According to John, God loved the world so much that he came to tell us and to show us.  Although God could always be found in nature and in Scripture, that was not enough.  Love cannot stay at arm’s length.  An incarnation is God’s most personal invitation to us to accept his embrace.

So, when we look at Jesus we see two things: we see what God is like and what it truly means to be human and we learn that the emphasis should not be on the glorious works of God in the past or the glorious works of God in the future, both of which are inaccessible to us. Rather, the emphasis implicit in a real, true, specific, concrete Incarnation is the presence of God now, at this moment, today, God with us.

The Incarnation was meant to wipe away forever the idea that God is remote and separate. Christ’s ascension into heaven and the descent of the Holy Spirit were meant to make that even more palpable.  Jesus told Mary in the Garden when she reached out to touch him, “Do not hold me for I have not yet ascended to my Father,” which is to say, “Do not hold me at all,” since she could not possibly do so after the Ascension!   And he tells his disciples that is “better that I go” so that the Holy Spirit could come.  The Incarnation was an essential introduction and preparation for Pentecost when the Spirit of God would become the means of the deification of all things.  Far from holding on we are called to let go.

The Incarnation of God in the flesh points to the incarnation of God in your flesh and my flesh. The indwelling of the Holy Spirit in each one of us is what restores us as to be god-women and god-men.  We are all called to realize in ourselves the original purpose and the truth of what it means to be human and that is to be divine.

All of this, including the entire life of Christ and his teachings, and the Old and New Testaments, comprise the Christian metaphor for expressing the universal truth that God is with us and his kingdom is at hand. 

Thus, Christianity is a mystical religion.  Unfortunately, it has been reduced to an insipid moralism by many today into something that is hardly Christian at all because it does not take seriously the all-important reality of Christ’s first coming into the world.  I think a lot of Christian folk are a little fuzzy on the incarnation and maybe a little disappointed.  I think that is why they get so excited about the Second Coming, hoping that God will get it right next time and once and for all prove how great he really is and how right they have always been.  Like the crowds on Palm Sunday they want the King to finally show up and smite all the godless and the unrighteous (that is, those with whom they disagree) to smithereens.
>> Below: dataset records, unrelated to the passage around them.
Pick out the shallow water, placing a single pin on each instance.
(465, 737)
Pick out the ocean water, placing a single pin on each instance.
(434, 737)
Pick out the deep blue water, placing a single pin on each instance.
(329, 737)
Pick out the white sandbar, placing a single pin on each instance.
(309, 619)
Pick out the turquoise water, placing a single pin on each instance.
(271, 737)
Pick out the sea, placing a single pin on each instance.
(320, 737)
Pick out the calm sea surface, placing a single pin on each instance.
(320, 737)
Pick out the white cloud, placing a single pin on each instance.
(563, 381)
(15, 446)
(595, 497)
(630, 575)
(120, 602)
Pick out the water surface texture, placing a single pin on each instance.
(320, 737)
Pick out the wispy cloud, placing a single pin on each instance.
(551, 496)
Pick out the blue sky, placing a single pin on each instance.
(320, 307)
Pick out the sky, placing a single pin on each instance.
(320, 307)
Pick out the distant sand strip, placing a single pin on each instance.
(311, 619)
But the truth is much different.  The King has come, the kingdom is now, the Holy Spirit is the yeast at work in the restoration of all things. For St. Paul the hope of glory is not the Second Coming, but as he wrote, “Christ in me, the hope of glory…For to me to live is Christ…Christ lives in me.” Our hope is not in apocalyptic world destruction, but in the ending of the world as we have come to see it: the end of the world is all about the end of ignorance, the end of misunderstanding writ large in the metaphor of apocalypse.  Will he come again? Certainly. As a matter of fact he comes to us at every Liturgy. And when he does we see him as he is, the Compassionate Lord, the One who has enwrapped everything and everyone in his mercy.  God is love both in Incarnation and Second Coming.
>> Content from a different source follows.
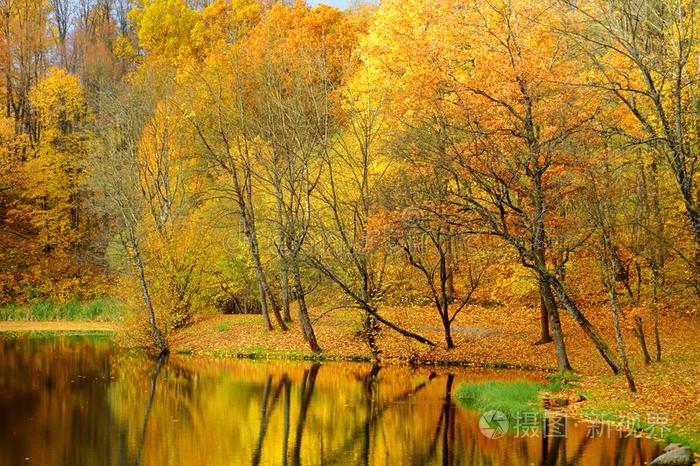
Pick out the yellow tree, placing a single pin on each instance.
(486, 85)
(54, 171)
For the kingdom of heaven will not be ruled by a Divine, vengeful Tyrant, but by the Suffering Servant who came and will come not to be served, but to serve.  The kingdom of heaven now and forever is a kingdom of Unconditional Love, Radical Acceptance, and Unconditional Positive Regard. This is what the First Coming of the Son of God teaches us.  The Second will teach us nothing at all different than the first.  For there are not two inconsistent, waffling gods, but One God whose will is always the same revealed in Christ who, according to Paul is the same yesterday, today, and forever.

 For now we must replace our lack of the consciousness of God’s eminence with the knowledge of his Real Presence and allow this truth to dawn within us.  This is the truth that sets us free. He is our sun and moon, our air, our breath, our food, our neighbor, and our self. He is the foundation of all that exists, the Word, the Reason, the energy of life itself.